A ordem internacional é dominada pela competição entre Estados Unidos, China e Rússia, enquanto alianças, sanções, guerras regionais e disputas energéticas limitam a margem de manobra de governos menores. A Síria permanece fragmentada pela guerra; o Iêmen e a Líbia vivem conflitos prolongados; Afeganistão, Sahel e outros teatros enfrentam insurgências. Nos Estados Unidos, a polarização é alta, mas as instituições federais ainda funcionam. Na China central, uma nova doença respiratória começa a chamar a atenção das autoridades sem que seu alcance global seja conhecido. A economia mundial permanece interdependente e vulnerável a choques simultâneos de comércio, energia, saúde pública e segurança.

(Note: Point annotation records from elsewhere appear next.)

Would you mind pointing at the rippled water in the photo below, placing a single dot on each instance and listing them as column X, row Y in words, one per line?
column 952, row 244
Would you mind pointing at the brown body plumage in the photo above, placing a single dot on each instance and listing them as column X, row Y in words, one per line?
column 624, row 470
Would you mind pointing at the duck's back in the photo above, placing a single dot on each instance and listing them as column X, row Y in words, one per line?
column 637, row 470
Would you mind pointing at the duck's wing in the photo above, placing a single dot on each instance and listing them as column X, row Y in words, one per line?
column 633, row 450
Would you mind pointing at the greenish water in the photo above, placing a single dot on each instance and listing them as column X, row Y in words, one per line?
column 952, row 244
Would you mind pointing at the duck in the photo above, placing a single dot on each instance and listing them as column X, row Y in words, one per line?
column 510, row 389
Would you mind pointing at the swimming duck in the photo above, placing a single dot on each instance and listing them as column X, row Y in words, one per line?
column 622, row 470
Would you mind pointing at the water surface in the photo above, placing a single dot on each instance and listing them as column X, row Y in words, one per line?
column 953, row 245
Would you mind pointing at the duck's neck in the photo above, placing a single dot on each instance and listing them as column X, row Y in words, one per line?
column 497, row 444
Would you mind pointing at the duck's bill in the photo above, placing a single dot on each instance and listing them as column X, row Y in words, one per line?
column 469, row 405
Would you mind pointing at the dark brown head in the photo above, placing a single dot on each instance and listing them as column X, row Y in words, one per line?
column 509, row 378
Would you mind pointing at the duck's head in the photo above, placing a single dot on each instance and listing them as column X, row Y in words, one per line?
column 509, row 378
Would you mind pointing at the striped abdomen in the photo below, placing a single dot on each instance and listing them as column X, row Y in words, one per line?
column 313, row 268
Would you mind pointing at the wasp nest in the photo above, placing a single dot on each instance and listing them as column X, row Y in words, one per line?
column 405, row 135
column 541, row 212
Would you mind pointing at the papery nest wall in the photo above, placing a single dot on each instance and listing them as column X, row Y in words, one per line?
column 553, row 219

Em 1º de janeiro de 2020, a ordem internacional ainda parece intacta, mas múltiplas crises já pressionam seus fundamentos. Estados Unidos e Irã aproximam-se de um confronto direto, a guerra civil síria continua ativa, rivalidades entre grandes potências se intensificam e uma nova ameaça epidemiológica emerge em Wuhan. Polarização política, fragilidade econômica e disputas regionais podem convergir em rupturas muito maiores.

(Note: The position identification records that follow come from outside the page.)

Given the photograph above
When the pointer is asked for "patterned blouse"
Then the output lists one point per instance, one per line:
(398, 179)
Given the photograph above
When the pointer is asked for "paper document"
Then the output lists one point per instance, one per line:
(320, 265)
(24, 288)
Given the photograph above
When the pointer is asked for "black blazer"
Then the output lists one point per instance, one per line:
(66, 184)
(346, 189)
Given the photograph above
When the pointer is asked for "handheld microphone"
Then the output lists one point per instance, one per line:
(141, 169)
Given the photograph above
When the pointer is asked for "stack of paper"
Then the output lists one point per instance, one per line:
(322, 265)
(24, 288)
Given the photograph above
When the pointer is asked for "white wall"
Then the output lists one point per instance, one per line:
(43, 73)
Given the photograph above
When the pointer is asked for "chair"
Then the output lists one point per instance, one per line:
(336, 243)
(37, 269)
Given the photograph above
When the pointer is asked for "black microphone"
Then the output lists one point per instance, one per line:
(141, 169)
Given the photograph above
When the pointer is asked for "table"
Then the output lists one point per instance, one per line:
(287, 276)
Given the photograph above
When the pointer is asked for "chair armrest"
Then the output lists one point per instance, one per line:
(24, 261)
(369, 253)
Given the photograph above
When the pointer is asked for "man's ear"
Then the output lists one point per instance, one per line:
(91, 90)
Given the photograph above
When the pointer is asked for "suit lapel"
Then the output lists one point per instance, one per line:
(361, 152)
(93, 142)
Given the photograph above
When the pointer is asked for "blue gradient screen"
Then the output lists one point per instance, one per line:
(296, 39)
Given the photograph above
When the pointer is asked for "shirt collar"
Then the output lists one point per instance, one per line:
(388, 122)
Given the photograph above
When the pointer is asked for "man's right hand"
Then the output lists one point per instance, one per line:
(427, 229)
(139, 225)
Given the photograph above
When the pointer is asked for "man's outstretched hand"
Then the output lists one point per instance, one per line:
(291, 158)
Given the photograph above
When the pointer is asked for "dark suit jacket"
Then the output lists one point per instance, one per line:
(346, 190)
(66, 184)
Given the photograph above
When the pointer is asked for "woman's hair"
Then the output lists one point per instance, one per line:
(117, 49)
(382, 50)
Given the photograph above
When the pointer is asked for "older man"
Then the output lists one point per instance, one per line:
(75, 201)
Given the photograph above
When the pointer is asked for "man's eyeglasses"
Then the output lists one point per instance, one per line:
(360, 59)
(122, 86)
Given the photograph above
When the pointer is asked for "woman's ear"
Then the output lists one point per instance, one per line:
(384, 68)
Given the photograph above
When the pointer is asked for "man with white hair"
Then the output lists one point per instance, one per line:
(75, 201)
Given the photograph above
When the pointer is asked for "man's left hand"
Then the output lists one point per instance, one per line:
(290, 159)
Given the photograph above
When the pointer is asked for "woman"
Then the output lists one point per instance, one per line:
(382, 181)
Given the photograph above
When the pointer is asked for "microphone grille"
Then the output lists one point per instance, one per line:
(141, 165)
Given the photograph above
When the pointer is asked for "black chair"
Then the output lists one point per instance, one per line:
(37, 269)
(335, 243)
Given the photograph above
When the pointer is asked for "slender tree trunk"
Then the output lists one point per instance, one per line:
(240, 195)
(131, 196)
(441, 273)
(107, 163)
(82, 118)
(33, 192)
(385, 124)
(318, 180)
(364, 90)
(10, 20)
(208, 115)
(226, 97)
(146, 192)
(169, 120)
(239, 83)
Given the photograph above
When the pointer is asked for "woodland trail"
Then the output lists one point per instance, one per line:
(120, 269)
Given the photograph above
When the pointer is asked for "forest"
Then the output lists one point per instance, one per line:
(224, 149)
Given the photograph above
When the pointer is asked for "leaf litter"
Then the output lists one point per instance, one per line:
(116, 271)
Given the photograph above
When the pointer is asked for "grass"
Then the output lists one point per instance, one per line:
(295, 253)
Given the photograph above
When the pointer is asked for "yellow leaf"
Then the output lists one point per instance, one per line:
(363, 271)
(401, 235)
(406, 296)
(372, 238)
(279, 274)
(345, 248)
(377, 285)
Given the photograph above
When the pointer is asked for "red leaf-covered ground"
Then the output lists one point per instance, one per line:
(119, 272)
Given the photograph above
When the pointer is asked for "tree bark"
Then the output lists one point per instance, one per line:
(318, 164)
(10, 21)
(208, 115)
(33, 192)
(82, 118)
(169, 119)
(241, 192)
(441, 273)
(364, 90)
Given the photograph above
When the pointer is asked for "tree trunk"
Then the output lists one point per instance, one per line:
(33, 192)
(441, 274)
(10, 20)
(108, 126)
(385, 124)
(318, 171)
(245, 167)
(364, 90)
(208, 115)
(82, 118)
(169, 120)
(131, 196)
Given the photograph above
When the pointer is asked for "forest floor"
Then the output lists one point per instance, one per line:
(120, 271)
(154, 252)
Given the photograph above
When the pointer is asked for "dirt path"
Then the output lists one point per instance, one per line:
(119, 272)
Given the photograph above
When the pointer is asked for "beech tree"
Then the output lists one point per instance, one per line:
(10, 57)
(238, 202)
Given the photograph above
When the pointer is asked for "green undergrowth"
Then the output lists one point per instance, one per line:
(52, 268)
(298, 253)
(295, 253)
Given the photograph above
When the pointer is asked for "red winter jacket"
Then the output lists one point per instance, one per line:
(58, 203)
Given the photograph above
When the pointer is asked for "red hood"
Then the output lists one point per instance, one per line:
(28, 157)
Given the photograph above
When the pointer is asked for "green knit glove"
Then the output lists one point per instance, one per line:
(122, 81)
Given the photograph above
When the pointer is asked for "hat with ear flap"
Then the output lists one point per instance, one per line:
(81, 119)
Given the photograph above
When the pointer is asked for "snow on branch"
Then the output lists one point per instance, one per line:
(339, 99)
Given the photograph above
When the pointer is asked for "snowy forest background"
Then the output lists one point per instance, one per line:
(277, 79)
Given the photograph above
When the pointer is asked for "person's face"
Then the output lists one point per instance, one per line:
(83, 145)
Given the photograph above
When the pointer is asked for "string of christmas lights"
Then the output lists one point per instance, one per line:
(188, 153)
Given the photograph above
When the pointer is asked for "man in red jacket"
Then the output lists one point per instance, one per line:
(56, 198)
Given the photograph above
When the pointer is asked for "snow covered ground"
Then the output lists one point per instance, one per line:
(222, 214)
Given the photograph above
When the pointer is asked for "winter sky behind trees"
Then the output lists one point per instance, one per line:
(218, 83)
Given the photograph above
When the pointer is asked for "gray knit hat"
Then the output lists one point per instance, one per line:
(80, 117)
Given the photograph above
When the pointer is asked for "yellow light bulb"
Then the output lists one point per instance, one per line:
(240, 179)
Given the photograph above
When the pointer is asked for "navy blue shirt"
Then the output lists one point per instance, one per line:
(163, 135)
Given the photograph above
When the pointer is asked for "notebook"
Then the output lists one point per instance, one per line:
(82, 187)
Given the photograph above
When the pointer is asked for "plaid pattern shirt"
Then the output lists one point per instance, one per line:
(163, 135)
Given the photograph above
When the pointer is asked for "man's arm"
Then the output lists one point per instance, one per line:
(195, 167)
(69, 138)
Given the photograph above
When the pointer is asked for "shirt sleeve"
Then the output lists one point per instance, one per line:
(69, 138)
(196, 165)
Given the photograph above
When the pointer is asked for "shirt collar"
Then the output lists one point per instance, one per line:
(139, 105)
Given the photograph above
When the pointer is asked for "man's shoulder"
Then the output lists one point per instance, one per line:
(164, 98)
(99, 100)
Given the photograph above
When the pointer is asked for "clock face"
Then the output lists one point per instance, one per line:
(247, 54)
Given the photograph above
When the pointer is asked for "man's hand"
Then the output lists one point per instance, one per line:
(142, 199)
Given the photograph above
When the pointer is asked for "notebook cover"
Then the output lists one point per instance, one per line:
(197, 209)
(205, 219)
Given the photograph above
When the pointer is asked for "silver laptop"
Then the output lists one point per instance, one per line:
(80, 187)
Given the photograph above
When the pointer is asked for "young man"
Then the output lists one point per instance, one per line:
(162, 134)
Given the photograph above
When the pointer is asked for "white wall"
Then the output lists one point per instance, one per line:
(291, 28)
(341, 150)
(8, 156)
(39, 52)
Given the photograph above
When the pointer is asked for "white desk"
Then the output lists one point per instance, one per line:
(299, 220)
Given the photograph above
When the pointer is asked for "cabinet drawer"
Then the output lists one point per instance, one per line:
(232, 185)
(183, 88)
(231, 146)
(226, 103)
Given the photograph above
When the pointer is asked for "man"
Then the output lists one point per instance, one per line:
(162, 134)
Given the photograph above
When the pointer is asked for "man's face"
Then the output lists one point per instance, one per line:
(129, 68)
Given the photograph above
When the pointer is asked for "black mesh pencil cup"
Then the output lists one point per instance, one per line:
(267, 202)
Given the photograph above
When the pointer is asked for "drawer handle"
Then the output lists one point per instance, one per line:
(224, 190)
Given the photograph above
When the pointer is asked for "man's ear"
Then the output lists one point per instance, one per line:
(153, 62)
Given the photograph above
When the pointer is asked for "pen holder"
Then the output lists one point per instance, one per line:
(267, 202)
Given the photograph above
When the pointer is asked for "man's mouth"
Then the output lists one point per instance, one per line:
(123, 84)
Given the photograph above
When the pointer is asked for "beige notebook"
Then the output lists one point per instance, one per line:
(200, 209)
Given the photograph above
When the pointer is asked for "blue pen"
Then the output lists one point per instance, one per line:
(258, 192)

Mudanças de controle territorial exigem autoridade material sustentada por governo, ocupação, insurreição, golpe ou outra forma plausível de poder efetivo. Grandes campanhas militares dependem de cadeia de comando, prontidão e abastecimento; forças isoladas ou mal supridas perdem capacidade operacional. A ameaça epidemiológica começa localizada e sua propagação depende de mobilidade, resposta estatal e condições sanitárias. O colapso de um Estado não dissolve automaticamente suas forças armadas: unidades podem permanecer leais, fragmentar-se, declarar neutralidade ou aderir a novas autoridades conforme sua coesão e lealdade. O emprego de armas nucleares exige escalada extrema, capacidade disponível e autoridade plausível de lançamento.